I first saw Band of Brothers this past semester. In one of my classes we watched pieces of it in honor of veterans day. I had heard of it before. It was on the vague “someday” list of things I’d like to see, but had no way to watch. In looking it up I was surprised to discover that it’s just over a decade old, premiering in the fall to 2001.
Band of Brothers is an HBO mini-series about the 101st airborne division of the United States Army during World War II. A historical, action drama about those who fought together from D-day to the end of the war and the things lost and gained along the way.

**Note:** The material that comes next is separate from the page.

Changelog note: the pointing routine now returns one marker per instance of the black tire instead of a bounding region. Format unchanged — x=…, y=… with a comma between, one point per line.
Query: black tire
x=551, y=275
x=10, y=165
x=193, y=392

The show is ripe with historical facts and remembrances as each episode begins with interviews from the remaining living veterans of Easy Company, the platoon we follow throughout the story. While it is certain that aspects of the show are fictionalized, I am not here to determine truth from fiction, only to see to the show as it is.
And what it is, is a case study of fantastic television Band of Brothers succeeds on every level. It is climatically beautiful and thematically brilliant. Each episode has a message and follows a smaller story within the larger span. As a bit of a history nerd, I appreciated the realism (sometimes strikingly so) as well as the individual aspect of each episode.
My only two “complaints” as they were, are nearly unavoidable in a story of this nature. I had a terrible time of keeping track of all the characters. I might be able to name three. The other comment is a warning: graphic violence. I hardly consider either a complaint though, but more of a facet of the type of storytelling that Band of Brothers is.
Overall, Band of Brothers is a fantastic show chronicling the battles — both military and personal — of a group of soldiers. It can be hard to find, but it is well worth the time.